The statements of Chick-fil-A’s COO, Dan Cathy, proclaiming that his company supported anti-gay causes created a social controversy. That in return has caused the company’s consumer brand health to rapidly decline. Plainly stated, the company is losing money because of consumer disapproval. Many consider the company’s troubles to be capitalism in action.
Major restaurant chains are measured against each other in terms of value, reputation, satisfaction, impression, and of course quality. Only adults over 18 years old are taken as a response.
It seems that Chick-fil-A was, pre-Cathy’s statements, ranked among the top 5 restaurant chains, according to yougov.com, at a national overall ranking of 65. The average score for a major restaurant chain is only 46. At last recording Chick-fil-A was sitting at 39.
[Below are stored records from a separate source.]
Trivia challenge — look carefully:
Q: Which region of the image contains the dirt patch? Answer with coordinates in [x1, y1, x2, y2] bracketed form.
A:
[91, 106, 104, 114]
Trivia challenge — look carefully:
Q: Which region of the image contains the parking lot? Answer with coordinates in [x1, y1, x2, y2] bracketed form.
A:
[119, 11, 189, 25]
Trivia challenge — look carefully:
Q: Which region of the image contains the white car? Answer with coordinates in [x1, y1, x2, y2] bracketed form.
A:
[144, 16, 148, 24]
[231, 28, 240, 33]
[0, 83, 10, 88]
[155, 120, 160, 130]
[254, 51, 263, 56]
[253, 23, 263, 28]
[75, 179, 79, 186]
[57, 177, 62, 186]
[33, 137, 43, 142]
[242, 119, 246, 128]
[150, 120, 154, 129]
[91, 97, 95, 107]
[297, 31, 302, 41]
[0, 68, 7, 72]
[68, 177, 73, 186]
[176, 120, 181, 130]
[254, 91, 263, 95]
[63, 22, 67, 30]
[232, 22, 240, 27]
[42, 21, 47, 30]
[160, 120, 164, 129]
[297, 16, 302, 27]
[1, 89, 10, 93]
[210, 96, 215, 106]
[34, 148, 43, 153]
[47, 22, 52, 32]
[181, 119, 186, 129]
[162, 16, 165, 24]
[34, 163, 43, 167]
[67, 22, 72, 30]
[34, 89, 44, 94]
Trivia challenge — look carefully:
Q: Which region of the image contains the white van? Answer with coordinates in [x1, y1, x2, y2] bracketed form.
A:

This can be rationalized by the gallery of images from protests that have taken place all around America, and the chart you can find to your immediate left which shows the chain’s drastic free fall.
Each region of the country awards its own score, as certain regions respond differently. After Cathy’s remarks on the Baptist Press, in the Northeast where they were most favored they saw their rating drop from a 76 all the way down to 35. A 41 point plummet.
The company saw a brief positive response in the Midwest when the companies perception raised from a score of 45 to 70 in a span of just 48 hours. However, the trend quickly dissipated and declined back to its original levels.